Henri a l’âme militante. Avec son frère Serge et ses sœurs il crée le Renouveau juif, un groupe militant juif constitué à partir des jeunes membres de la LICRA. Après les mots de De Gaulle en novembre 1967 sur le « peuple sûr de lui-même et dominateur », les juifs français sentent que désormais c’est le temps du soupçon qui prévaut à leur égard. La « politique arabe de la France » voulue par De Gaulle et poursuivie par ses successeurs Pompidou et Giscard d’Estaing affiche ses préférences. Au sein de la communauté juive une fracture se creuse entre son establishment traditionnel respectueux du pouvoir en place et la nouvelle génération juive. Henri Hajdenberg sera un de ses animateurs les plus toniques. Il va imposer, d’abord contre les institutions puis en complicité, une voix politique juive pour affirmer un soutien sans équivoque à Israël et dénoncer le retour d’un antisémitisme issu d’une droite qui se prétend nouvelle.

Cette voix politique juive, nouvelle dans le paysage médiatique, va peser sur le déroulé de l’histoire immédiate. Elle va mettre à jour ce fil invisible dans l’histoire européenne d’après-guerre qui offre un autre prisme de lecture. L’effacement par la shoah du judaïsme européen ou plutôt la destruction des Juifs d’Europe met les Juifs en filigrane de l’histoire. C’est leur absence qui donne au « signe juif » toute sa force et la position centrale qu’il occupe dans les consciences. Ce signe juif va devenir un acteur subliminal de tous les débats en France. Il faudra attendre la sortie en 1985 de « Shoah », le film de Claude Lanzmann, puis la déclaration de Jacques Chirac en 1995 sur la responsabilité de la France dans la déportation  des Juifs de France pour qu’enfin une parole vraie soit prononcée. Tous les actes de repentance de l’église de France, toute l’exceptionnelle relation nouée avec Mgr Lustiger dans les rapports judéo-chrétiens s’inscrit dans ces premiers gestes. Henri Hajdenberg y est pour quelque chose.
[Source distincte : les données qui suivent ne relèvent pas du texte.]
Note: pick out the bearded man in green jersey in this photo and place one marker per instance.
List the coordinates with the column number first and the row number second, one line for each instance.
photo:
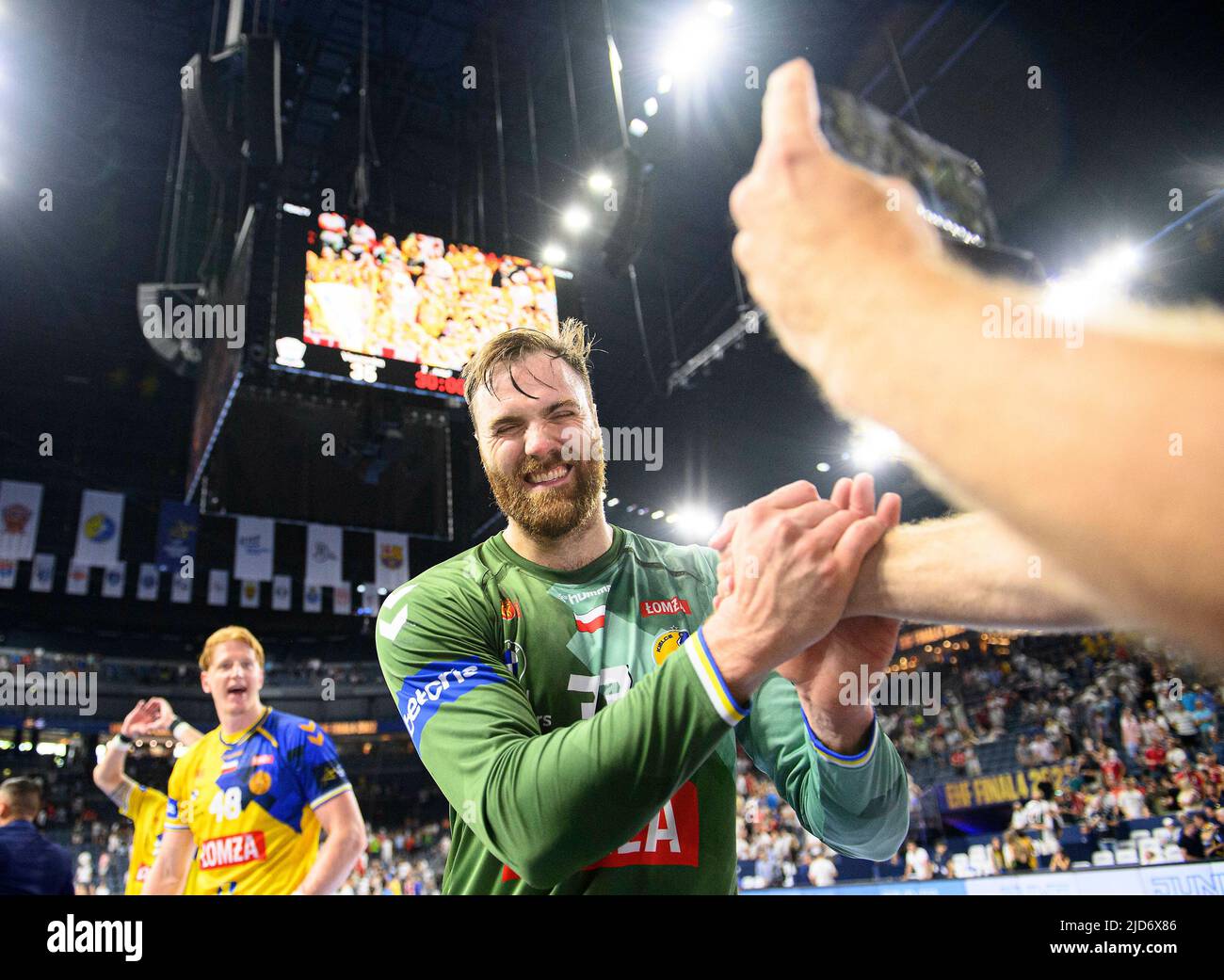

Depuis la Jordanie Giscard regardait Israël à la jumelle. Cette attitude emblématique d’un homme intelligent mais qui n’a rien compris ni à Israël ni à la charge symbolique de sa posture va lui coûter le prix de sa défaite en 1981. Là aussi, le Renouveau juif sera un acteur efficace. Henri Hajdenberg – et il n’est pas le seul-, va savourer le temps des illusions. Celui des illusions de la Paix d’Oslo, brisées net d’abord par l’assassinat d’Itzhak Rabin par un juif fanatique puis par la duplicité d’Arafat. 
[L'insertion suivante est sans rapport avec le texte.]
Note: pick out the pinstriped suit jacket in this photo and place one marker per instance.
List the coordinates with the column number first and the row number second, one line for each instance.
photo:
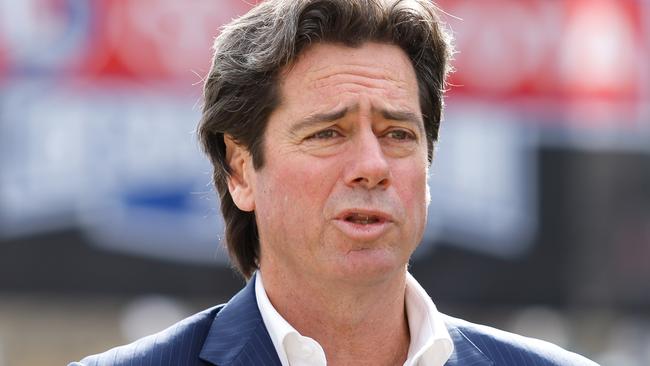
column 234, row 335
Ainsi va l’histoire, cruelle et tourmentée et c’est le grand mérite de ce livre d’en faire le récit depuis son backstage. C’est l’extraordinaire récit d’une volonté en action. Loin de tout narcissisme et avec, au contraire, une grande pudeur d’écriture, le livre d’Hajdenberg donne à penser et insuffle de l’énergie. Lisez-le, on en a besoin dans ces temps incertains.

© Jacques Tarnero

Jacques Tarnero est essayiste et auteur des documentaires « Autopsie d’un mensonge : le négationnisme » (2001) et « Décryptage » (2003).